I’m trying to find a way to create a new variable called “Race” and merge the values from the separate columns into one. If a respondent has selected multiple races, the Race variable should be coded as “Mixed”.
ID <- c(rep(c(1:8), 1))
White <- c("White",NA,NA,NA,NA,NA,"White","White")
Asian <- c(NA,NA,NA,NA,NA,"Asian",NA,"Asian")
SouthAfrican <- c(NA,"SouthAfrican",NA,NA,NA,NA,NA,"SouthAfrican")
Hispanic <- c(NA,NA,NA,NA,"Hispanic","Hispanic",NA,NA)
WestAsian <- c(NA,NA,NA,NA,NA,NA,"WestAsian",NA)
PreferNotToAnswer <- c(NA,NA,"PreferNotToAnswer", "PreferNotToAnswer",NA,NA,NA,NA)

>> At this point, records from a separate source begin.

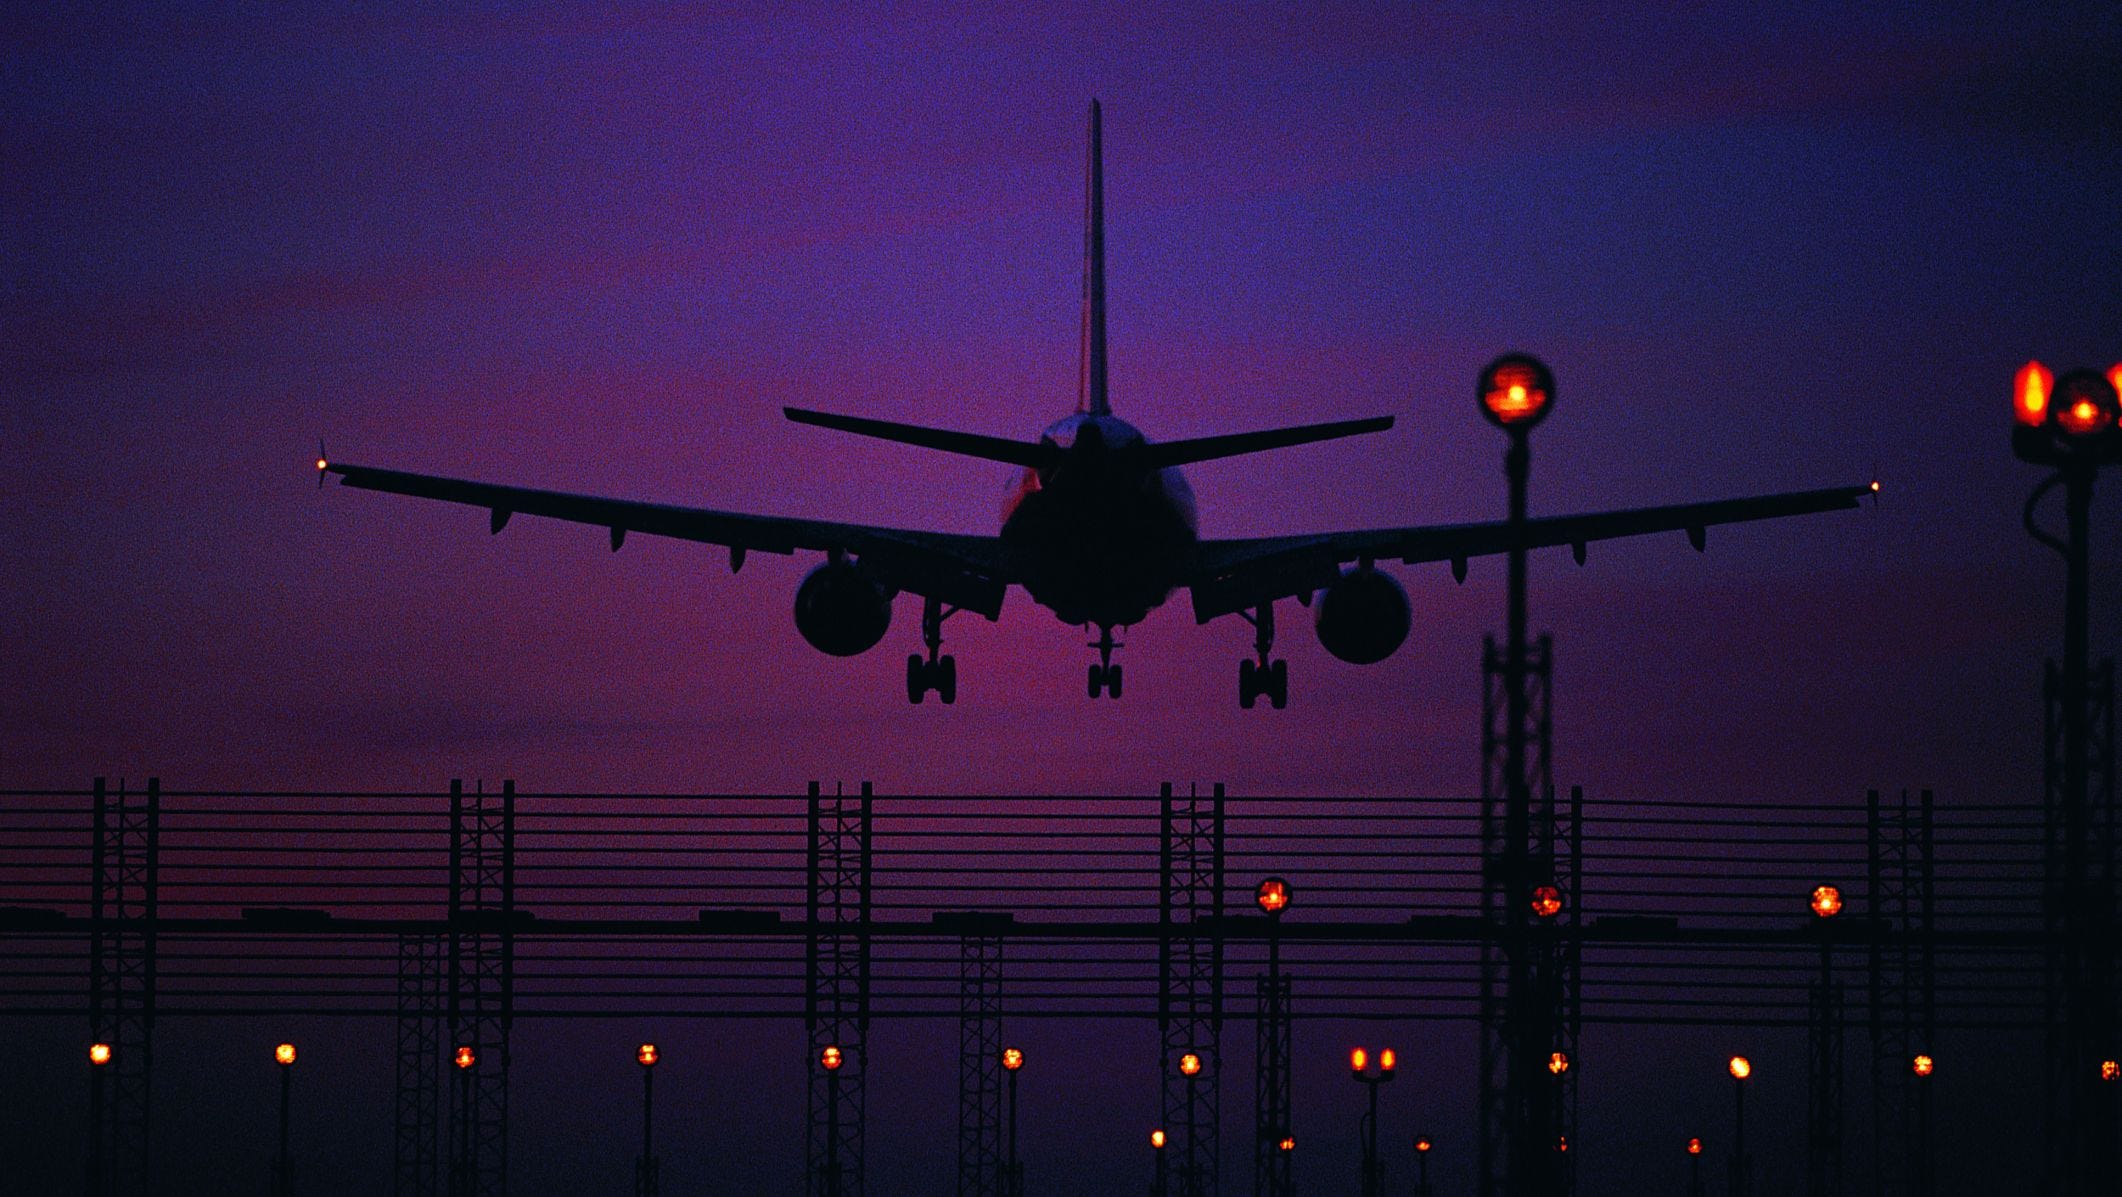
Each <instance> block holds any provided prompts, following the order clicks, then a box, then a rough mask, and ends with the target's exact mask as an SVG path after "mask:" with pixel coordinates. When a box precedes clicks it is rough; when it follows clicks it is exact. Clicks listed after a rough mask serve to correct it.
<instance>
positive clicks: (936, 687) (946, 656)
mask: <svg viewBox="0 0 2122 1197" xmlns="http://www.w3.org/2000/svg"><path fill="white" fill-rule="evenodd" d="M957 611H959V609H957V607H951V609H944V605H942V599H923V601H921V643H923V645H927V660H921V654H908V656H906V700H908V702H917V705H919V702H921V698H925V696H927V692H929V690H934V692H936V696H938V698H942V700H944V705H951V702H957V658H953V656H936V654H938V652H942V622H944V620H949V618H951V615H955V613H957Z"/></svg>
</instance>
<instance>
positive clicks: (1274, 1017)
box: [1252, 932, 1297, 1197]
mask: <svg viewBox="0 0 2122 1197" xmlns="http://www.w3.org/2000/svg"><path fill="white" fill-rule="evenodd" d="M1273 934H1275V932H1269V936H1273ZM1277 972H1280V970H1273V972H1269V974H1267V976H1263V978H1258V981H1256V983H1254V1014H1252V1019H1254V1021H1252V1059H1254V1072H1252V1191H1254V1195H1256V1197H1292V1195H1294V1193H1297V1178H1294V1165H1297V1159H1294V1157H1297V1152H1294V1150H1282V1140H1284V1138H1288V1135H1294V1121H1292V1116H1290V1114H1292V1106H1290V976H1288V974H1286V972H1280V974H1277Z"/></svg>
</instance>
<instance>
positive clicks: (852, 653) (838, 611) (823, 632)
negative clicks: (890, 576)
mask: <svg viewBox="0 0 2122 1197" xmlns="http://www.w3.org/2000/svg"><path fill="white" fill-rule="evenodd" d="M889 626H891V596H889V594H885V590H883V588H881V586H876V584H874V582H870V579H868V577H864V575H862V571H859V569H855V567H853V565H849V562H845V560H838V562H836V560H828V562H825V565H821V567H817V569H813V571H811V573H806V575H804V579H802V586H798V588H796V630H798V632H802V639H806V641H811V647H815V649H817V652H830V654H832V656H855V654H859V652H868V649H870V647H874V645H876V641H881V639H885V628H889Z"/></svg>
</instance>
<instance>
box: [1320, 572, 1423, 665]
mask: <svg viewBox="0 0 2122 1197" xmlns="http://www.w3.org/2000/svg"><path fill="white" fill-rule="evenodd" d="M1314 607H1316V615H1318V632H1320V643H1322V645H1326V652H1330V654H1335V656H1337V658H1341V660H1345V662H1350V664H1375V662H1379V660H1386V658H1388V656H1392V652H1394V649H1398V647H1401V643H1403V641H1407V624H1409V609H1407V590H1401V584H1398V582H1394V579H1392V575H1388V573H1379V571H1375V569H1345V571H1341V577H1337V579H1335V582H1333V586H1328V588H1326V590H1324V592H1320V599H1318V603H1316V605H1314Z"/></svg>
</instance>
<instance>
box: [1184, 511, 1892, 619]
mask: <svg viewBox="0 0 2122 1197" xmlns="http://www.w3.org/2000/svg"><path fill="white" fill-rule="evenodd" d="M1874 490H1878V484H1867V486H1829V488H1823V490H1791V492H1785V495H1759V497H1753V499H1719V501H1710V503H1676V505H1670V507H1638V509H1632V511H1591V514H1583V516H1543V518H1538V520H1526V545H1528V548H1553V545H1570V550H1572V552H1575V554H1577V562H1579V565H1581V562H1583V558H1585V545H1587V543H1589V541H1606V539H1615V537H1638V535H1645V533H1679V531H1685V533H1687V541H1689V543H1691V545H1695V550H1698V552H1700V550H1702V548H1704V543H1706V528H1708V526H1710V524H1740V522H1746V520H1774V518H1780V516H1808V514H1814V511H1840V509H1848V507H1857V501H1859V499H1863V497H1865V495H1872V492H1874ZM1509 550H1511V526H1509V522H1504V520H1492V522H1485V524H1430V526H1422V528H1360V531H1347V533H1316V535H1297V537H1254V539H1231V541H1201V543H1199V545H1195V560H1193V567H1190V571H1188V575H1190V582H1186V586H1188V588H1190V590H1193V601H1195V620H1197V622H1203V624H1205V622H1210V620H1214V618H1216V615H1229V613H1233V611H1246V609H1252V607H1258V605H1260V603H1271V601H1275V599H1290V596H1309V594H1311V592H1314V590H1320V588H1324V586H1328V584H1330V582H1333V579H1335V577H1337V575H1339V571H1341V565H1343V562H1350V560H1394V558H1396V560H1401V562H1407V565H1417V562H1426V560H1449V562H1451V573H1454V575H1458V577H1464V575H1466V558H1473V556H1490V554H1498V552H1509Z"/></svg>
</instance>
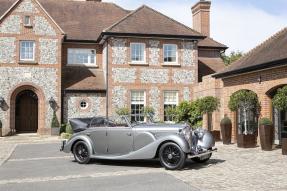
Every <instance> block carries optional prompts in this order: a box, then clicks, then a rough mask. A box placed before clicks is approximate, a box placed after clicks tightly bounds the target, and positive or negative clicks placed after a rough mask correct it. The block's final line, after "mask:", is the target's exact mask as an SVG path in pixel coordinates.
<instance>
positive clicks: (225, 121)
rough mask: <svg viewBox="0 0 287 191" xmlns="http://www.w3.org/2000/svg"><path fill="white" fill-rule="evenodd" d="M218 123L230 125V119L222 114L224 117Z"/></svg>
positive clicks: (230, 123)
mask: <svg viewBox="0 0 287 191" xmlns="http://www.w3.org/2000/svg"><path fill="white" fill-rule="evenodd" d="M220 125H232V121H231V119H230V118H229V117H227V116H224V118H223V119H221V121H220Z"/></svg>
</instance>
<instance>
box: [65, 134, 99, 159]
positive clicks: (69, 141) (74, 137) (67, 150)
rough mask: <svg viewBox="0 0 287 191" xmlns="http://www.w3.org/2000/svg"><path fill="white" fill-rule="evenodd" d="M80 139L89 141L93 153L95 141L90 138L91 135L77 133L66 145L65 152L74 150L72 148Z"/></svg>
mask: <svg viewBox="0 0 287 191" xmlns="http://www.w3.org/2000/svg"><path fill="white" fill-rule="evenodd" d="M78 141H84V142H86V143H87V145H88V149H89V152H90V153H91V154H94V148H93V143H92V140H91V139H90V137H88V136H87V135H77V136H75V137H72V138H71V139H70V140H69V141H68V142H67V144H66V145H65V147H64V150H63V151H64V152H66V153H69V152H72V149H73V146H74V144H75V143H76V142H78Z"/></svg>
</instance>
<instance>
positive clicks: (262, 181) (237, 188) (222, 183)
mask: <svg viewBox="0 0 287 191" xmlns="http://www.w3.org/2000/svg"><path fill="white" fill-rule="evenodd" d="M217 147H218V149H219V150H218V152H217V153H215V154H214V155H213V156H212V159H211V160H210V161H209V162H208V163H206V164H205V165H202V164H200V165H198V164H194V163H192V164H190V165H189V166H187V169H189V170H182V171H167V173H168V174H170V175H173V176H174V177H176V178H178V179H180V180H182V181H184V182H186V183H188V184H190V185H192V186H194V187H197V188H200V189H201V190H212V191H215V190H216V191H217V190H218V191H219V190H220V191H225V190H240V191H245V190H246V191H247V190H248V191H252V190H260V191H264V190H266V191H267V190H268V191H270V190H276V191H280V190H282V191H283V190H284V191H286V190H287V179H286V178H287V157H286V156H283V155H282V154H281V149H275V150H273V151H269V152H268V151H262V150H261V148H260V147H257V148H253V149H240V148H237V146H236V145H223V144H222V143H217Z"/></svg>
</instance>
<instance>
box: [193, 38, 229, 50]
mask: <svg viewBox="0 0 287 191" xmlns="http://www.w3.org/2000/svg"><path fill="white" fill-rule="evenodd" d="M198 46H199V47H201V48H219V49H223V50H225V49H227V48H228V47H227V46H226V45H224V44H221V43H219V42H217V41H215V40H214V39H212V38H210V37H206V38H205V39H203V40H201V41H199V42H198Z"/></svg>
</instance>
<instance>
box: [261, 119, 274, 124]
mask: <svg viewBox="0 0 287 191" xmlns="http://www.w3.org/2000/svg"><path fill="white" fill-rule="evenodd" d="M259 124H260V125H268V126H271V125H273V123H272V121H271V120H270V119H269V118H261V119H260V120H259Z"/></svg>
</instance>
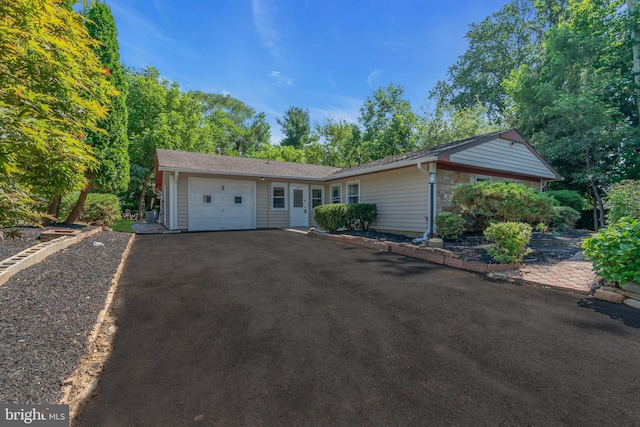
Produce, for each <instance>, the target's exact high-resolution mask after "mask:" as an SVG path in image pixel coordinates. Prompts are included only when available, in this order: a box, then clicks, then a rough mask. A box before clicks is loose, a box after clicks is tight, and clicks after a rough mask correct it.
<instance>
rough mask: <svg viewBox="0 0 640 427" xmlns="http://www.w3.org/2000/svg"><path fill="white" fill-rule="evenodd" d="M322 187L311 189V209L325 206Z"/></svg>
mask: <svg viewBox="0 0 640 427" xmlns="http://www.w3.org/2000/svg"><path fill="white" fill-rule="evenodd" d="M323 192H324V191H322V187H315V188H314V187H312V188H311V209H313V208H315V207H316V206H320V205H323V204H324V197H323V196H324V195H323V194H322V193H323Z"/></svg>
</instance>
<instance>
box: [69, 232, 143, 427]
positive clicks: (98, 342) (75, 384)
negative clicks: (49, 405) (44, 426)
mask: <svg viewBox="0 0 640 427" xmlns="http://www.w3.org/2000/svg"><path fill="white" fill-rule="evenodd" d="M135 237H136V235H135V233H133V234H131V237H130V238H129V243H127V247H126V248H125V250H124V252H123V253H122V259H121V260H120V264H119V265H118V269H117V270H116V272H115V274H114V275H113V278H112V279H111V288H110V289H109V291H108V292H107V297H106V300H105V304H104V308H103V309H102V310H100V312H99V313H98V316H97V318H96V323H95V324H94V326H93V329H92V330H91V333H90V334H89V337H88V338H87V352H86V354H85V355H84V356H83V357H82V358H81V359H80V361H79V366H78V368H77V369H76V370H75V371H73V372H72V373H71V375H69V376H68V377H67V378H66V379H65V380H64V382H63V386H62V390H63V393H64V396H63V397H62V398H61V399H60V400H59V401H58V403H59V404H64V405H69V422H70V425H73V421H74V419H75V417H76V416H77V414H78V413H79V412H80V410H81V409H82V407H83V406H84V404H85V402H86V401H87V399H88V398H89V396H90V395H91V393H93V391H94V390H95V388H96V386H97V385H98V380H99V375H100V372H101V371H102V367H103V366H104V363H105V362H106V360H107V358H108V357H109V354H110V352H111V343H112V341H113V334H114V333H115V329H114V327H115V319H114V318H112V317H111V316H110V312H111V306H112V304H113V300H114V299H115V296H116V293H117V291H118V284H119V282H120V276H121V275H122V270H123V269H124V266H125V263H126V260H127V257H128V256H129V252H130V250H131V246H132V245H133V242H134V240H135Z"/></svg>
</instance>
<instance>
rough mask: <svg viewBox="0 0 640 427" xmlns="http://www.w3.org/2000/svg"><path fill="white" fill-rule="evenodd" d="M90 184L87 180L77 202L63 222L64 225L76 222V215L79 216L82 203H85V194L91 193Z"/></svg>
mask: <svg viewBox="0 0 640 427" xmlns="http://www.w3.org/2000/svg"><path fill="white" fill-rule="evenodd" d="M92 184H93V181H92V180H89V181H88V182H87V185H86V187H84V189H83V190H82V191H81V192H80V196H79V197H78V201H77V202H76V204H75V205H74V206H73V209H72V210H71V212H70V213H69V216H67V218H66V219H65V220H64V223H65V224H73V223H74V222H76V220H77V219H78V215H80V212H82V209H83V208H84V202H86V200H87V194H89V191H91V187H92Z"/></svg>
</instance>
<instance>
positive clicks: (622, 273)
mask: <svg viewBox="0 0 640 427" xmlns="http://www.w3.org/2000/svg"><path fill="white" fill-rule="evenodd" d="M582 247H583V248H584V255H585V257H586V258H587V259H590V260H591V261H592V262H593V270H594V271H595V272H596V273H597V274H598V275H599V276H600V277H602V278H603V279H605V280H610V281H615V282H618V283H619V284H624V283H626V282H628V281H634V282H638V283H640V219H634V218H630V217H622V218H621V219H620V220H618V222H616V223H614V224H610V225H609V226H607V227H605V228H601V229H600V230H598V232H597V233H596V234H594V235H593V236H591V237H588V238H586V239H584V241H583V242H582Z"/></svg>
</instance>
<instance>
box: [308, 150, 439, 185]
mask: <svg viewBox="0 0 640 427" xmlns="http://www.w3.org/2000/svg"><path fill="white" fill-rule="evenodd" d="M436 161H438V157H436V156H430V157H422V158H420V162H418V164H420V163H431V162H436ZM415 164H416V159H409V160H402V161H399V162H393V163H388V164H386V165H380V166H374V167H371V168H365V169H355V170H349V168H348V167H347V168H344V169H343V170H342V171H340V172H337V173H334V174H332V175H328V176H325V177H323V178H320V180H321V181H331V180H334V179H340V178H348V177H350V176H356V175H366V174H369V173H374V172H380V171H384V170H390V169H398V168H402V167H405V166H413V165H415Z"/></svg>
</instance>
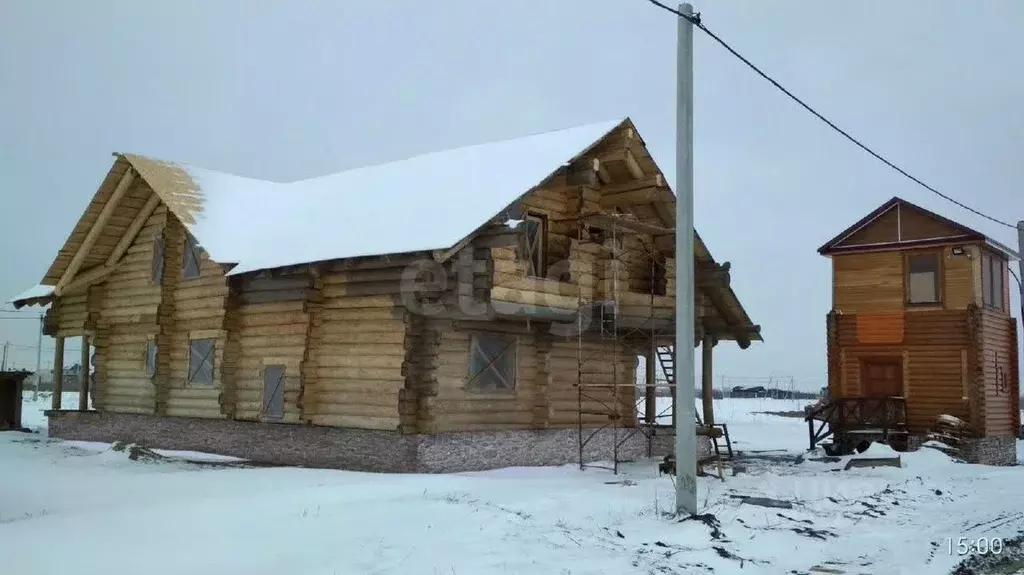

df <- data.frame(ID, White, Asian, SouthAfrican, Hispanic,WestAsian,PreferNotToAnswer)
# Create Race variable
df$Race <- NA
# Set Race variable to "White" when "White" is present
df$Race[df$White == "White"] <- "White"
# Set Race variable to "Asian" when "Asian" is present
df$Race[df$Asian == "Asian"] <- "Asian"
# Set Race variable to "SouthAfrican" when "SouthAfrican" is present
df$Race[df$SouthAfrican == "SouthAfrican"] <- "SouthAfrican"
# Set Race variable to "Hispanic" when "Hispanic" is present
df$Race[df$Hispanic == "Hispanic"] <- "Hispanic"
# Set Race variable to "WestAsian" when "WestAsian" is present
df$Race[df$WestAsian == "WestAsian"] <- "WestAsian"
# Set Race variable to "PreferNotToAnswer" when "PreferNotToAnswer" is present
df$Race[df$PreferNotToAnswer == "PreferNotToAnswer"] <- "PreferNotToAnswer"
# Set Race variable to "Mixed" when multiple race options are present
df$Race[rowSums(df[,2:6] > 0) > 1] <- "Mixed"
I’m trying to find a way to create a new variable called “Race” in a dataset with multiple demographic variables (White
, Asian
, SouthAfrican
, Hispanic
, WestAsian
, and PreferNotToAnswer
). The values in the separate columns should be merged into the new “Race” variable, and if a respondent has selected multiple races, the Race variable should be coded as “Mixed”.
Here is the code for replicating the dataset:
ID <- c(rep(c(1:8), 1))
White <- c("White",NA,NA,NA,NA,NA,"White","White")
Asian <- c(NA,NA,NA,NA,NA,"Asian",NA,"Asian")
SouthAfrican <- c(NA,"SouthAfrican",NA, NA,NA, NA, NA, "SouthAfrican")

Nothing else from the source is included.